Между тем лицо, которое он после бритья увидел в зеркале, казалось, запомнится ему навсегда. Лоб, огромные черные глаза, нос и особенно губы, застывшие в такой милой улыбке. Гибкий и широкоплечий, в костюме, какие начали снова носить в Лондоне молодые люди, будто воскрес из мертвых Эдуард Седьмой. Среди так называемого низшего сословия в Лондоне все еще встречаются люди, добродушно называющие французов — «лягушатниками» — frogeaters. Это — воспоминание, сохранившееся из наполеоновских времен. И парикмахер, обривший Репнину бороду, приняв его за француза, пробормотал про себя это слово. Клиент ему явно понравился. Такой красивый. С такими черными глазами. С такими печальными глазами.
Самому Репнину его собственное, увиденное в зеркале лицо, без бороды, тоже показалось новым, и, выйдя из парикмахерской, шагая в сгустившихся сумерках по освещенным рождественскими фонарями улицам, он спрашивал себя: кто же это?

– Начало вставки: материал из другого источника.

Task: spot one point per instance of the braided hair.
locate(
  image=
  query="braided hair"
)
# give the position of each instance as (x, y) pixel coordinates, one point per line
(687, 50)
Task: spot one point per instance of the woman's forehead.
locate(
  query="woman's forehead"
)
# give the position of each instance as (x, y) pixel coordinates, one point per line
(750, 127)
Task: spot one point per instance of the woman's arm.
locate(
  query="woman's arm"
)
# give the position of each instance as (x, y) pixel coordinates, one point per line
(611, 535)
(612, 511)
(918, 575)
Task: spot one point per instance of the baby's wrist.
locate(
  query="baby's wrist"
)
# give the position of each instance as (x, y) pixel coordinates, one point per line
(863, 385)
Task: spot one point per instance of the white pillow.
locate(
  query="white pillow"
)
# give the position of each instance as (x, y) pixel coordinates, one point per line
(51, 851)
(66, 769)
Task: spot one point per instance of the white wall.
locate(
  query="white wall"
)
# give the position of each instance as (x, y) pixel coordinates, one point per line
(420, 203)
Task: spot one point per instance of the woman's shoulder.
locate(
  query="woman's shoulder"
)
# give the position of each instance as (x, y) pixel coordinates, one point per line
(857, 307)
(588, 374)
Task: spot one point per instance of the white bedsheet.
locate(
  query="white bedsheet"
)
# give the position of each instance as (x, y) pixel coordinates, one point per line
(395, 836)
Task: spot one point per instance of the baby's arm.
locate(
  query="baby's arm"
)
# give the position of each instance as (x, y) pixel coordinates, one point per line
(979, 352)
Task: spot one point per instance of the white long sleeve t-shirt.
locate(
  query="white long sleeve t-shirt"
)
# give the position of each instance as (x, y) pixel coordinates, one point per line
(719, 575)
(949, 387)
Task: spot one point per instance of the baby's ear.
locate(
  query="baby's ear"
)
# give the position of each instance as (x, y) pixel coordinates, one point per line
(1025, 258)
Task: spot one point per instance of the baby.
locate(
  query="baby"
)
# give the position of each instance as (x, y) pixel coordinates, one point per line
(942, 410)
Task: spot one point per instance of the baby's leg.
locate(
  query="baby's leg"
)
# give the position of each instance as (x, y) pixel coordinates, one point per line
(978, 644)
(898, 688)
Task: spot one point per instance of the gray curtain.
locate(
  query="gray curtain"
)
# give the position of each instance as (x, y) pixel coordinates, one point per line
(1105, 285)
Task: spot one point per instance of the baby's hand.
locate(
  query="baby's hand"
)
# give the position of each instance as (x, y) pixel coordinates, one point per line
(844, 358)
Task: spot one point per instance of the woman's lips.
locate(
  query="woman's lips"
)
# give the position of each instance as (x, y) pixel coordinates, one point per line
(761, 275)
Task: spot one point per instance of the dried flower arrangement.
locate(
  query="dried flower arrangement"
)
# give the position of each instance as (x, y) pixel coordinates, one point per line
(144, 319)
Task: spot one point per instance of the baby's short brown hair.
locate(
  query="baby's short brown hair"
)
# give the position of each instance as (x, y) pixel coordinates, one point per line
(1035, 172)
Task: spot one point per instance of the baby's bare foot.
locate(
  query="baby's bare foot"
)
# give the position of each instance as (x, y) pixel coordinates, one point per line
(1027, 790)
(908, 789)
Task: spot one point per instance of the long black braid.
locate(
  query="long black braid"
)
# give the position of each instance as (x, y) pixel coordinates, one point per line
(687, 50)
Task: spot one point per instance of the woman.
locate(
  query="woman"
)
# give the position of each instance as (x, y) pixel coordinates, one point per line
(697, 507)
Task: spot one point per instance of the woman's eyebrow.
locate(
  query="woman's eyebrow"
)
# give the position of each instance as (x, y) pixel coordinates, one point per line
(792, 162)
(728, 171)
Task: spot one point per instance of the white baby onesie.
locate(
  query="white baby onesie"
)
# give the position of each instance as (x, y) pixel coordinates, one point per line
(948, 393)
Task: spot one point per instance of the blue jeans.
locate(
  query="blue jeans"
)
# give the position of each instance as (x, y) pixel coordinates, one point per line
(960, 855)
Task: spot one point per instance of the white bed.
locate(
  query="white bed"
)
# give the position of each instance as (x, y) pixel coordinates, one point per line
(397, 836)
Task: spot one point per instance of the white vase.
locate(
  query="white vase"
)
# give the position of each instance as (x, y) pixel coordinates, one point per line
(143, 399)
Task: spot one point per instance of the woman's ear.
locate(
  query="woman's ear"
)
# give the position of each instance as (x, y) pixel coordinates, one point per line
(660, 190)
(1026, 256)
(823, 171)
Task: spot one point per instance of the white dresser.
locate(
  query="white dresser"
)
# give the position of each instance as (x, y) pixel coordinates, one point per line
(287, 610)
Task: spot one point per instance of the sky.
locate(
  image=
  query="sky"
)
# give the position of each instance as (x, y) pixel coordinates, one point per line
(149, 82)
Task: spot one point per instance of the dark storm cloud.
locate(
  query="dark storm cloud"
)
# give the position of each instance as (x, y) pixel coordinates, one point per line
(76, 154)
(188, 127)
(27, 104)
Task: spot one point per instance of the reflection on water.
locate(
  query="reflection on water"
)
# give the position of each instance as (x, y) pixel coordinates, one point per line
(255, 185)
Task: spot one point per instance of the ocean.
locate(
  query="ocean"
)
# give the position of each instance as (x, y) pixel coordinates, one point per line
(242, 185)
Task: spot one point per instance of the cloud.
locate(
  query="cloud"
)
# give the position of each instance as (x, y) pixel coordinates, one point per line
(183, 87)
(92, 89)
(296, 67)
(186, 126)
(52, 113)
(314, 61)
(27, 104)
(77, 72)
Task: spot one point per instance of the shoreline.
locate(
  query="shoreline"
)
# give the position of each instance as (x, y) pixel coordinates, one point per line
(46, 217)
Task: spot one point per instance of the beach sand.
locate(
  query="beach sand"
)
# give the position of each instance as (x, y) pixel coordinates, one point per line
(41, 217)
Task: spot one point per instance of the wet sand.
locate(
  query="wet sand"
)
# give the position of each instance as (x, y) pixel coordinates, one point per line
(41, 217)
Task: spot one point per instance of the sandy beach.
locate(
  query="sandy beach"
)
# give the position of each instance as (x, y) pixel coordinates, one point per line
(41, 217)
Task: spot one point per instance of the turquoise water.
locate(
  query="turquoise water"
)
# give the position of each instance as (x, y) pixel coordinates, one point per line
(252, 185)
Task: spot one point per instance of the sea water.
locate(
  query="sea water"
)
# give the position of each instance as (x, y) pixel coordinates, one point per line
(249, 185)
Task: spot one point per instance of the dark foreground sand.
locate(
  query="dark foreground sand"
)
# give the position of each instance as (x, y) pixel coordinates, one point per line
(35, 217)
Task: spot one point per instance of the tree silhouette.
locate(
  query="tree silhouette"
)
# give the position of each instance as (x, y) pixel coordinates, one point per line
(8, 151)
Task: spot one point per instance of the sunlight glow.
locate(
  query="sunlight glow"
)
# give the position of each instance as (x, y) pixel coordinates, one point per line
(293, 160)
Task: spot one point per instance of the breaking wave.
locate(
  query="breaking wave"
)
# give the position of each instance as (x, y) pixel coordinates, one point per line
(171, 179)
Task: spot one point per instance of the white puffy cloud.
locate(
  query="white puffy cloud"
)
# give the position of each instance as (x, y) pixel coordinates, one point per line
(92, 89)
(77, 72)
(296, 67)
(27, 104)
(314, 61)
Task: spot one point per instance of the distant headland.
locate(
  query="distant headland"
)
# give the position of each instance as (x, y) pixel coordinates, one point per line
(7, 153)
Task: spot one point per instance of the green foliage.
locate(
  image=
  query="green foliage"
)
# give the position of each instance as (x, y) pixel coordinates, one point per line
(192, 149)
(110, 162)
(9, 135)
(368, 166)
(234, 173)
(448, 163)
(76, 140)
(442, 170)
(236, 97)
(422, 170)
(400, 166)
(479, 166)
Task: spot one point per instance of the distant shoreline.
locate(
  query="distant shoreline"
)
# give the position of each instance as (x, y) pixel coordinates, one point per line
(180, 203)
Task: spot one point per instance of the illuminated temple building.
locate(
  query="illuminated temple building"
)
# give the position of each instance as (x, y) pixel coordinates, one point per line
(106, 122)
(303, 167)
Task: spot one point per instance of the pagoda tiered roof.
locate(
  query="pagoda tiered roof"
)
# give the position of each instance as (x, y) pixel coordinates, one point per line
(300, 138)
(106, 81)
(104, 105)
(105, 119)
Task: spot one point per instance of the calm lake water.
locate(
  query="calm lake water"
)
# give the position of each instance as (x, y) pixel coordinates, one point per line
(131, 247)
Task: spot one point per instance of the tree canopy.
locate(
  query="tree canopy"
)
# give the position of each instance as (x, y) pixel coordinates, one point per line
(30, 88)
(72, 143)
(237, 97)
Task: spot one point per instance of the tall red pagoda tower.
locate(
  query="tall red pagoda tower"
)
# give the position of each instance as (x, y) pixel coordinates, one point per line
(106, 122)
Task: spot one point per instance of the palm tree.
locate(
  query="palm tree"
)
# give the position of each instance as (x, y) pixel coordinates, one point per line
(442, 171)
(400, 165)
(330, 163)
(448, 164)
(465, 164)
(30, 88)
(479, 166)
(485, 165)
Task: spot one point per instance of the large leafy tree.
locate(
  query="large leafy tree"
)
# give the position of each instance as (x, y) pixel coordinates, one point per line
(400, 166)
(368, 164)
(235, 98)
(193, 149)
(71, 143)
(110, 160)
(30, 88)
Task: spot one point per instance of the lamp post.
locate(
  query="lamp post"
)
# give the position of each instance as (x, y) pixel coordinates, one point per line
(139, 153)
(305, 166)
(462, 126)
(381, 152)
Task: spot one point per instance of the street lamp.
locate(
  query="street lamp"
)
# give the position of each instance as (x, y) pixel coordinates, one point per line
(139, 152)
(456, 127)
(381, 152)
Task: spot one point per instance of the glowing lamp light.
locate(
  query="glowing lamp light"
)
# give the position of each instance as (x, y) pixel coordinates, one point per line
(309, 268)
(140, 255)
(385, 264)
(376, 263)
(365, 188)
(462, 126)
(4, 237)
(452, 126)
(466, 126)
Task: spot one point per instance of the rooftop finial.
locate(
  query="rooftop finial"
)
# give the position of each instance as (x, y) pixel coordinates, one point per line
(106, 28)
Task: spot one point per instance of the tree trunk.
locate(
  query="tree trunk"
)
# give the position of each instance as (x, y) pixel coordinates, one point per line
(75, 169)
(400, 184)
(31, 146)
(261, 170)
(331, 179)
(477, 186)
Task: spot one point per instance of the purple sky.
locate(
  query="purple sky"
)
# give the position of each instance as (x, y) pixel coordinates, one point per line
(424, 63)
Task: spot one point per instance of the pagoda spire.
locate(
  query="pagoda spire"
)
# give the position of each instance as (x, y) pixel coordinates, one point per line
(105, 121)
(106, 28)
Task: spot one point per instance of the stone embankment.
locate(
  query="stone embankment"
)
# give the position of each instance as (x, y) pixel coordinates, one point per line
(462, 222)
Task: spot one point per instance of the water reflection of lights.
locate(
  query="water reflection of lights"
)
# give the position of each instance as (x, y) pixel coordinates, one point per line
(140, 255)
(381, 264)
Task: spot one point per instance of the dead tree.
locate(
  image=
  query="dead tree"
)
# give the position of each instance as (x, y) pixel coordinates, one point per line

Он и сам заметил, что выглядит лет на десять моложе, чем на самом деле, и в этом для него было что-то странное и смешное. Не стало больше бородатого Репнина, которого он видел в зеркале двадцать шесть лет. Появился другой человек. В уличной суматохе, в толчее, среди людей, словно муравьи спешащих куда-то, уступая друг другу дорогу, чтобы не столкнуться, перерождение старого Репнина в молодого показалось ему безумием. Лица прохожих, на которые он то и дело взглядывал, были ему незнакомы, но безумием было то, что незнакомым он ощущал сейчас и свое собственное лицо. Эта мысль преследовала его до той улицы, где они теперь поселились, невдалеке от дома, в котором жили во время войны.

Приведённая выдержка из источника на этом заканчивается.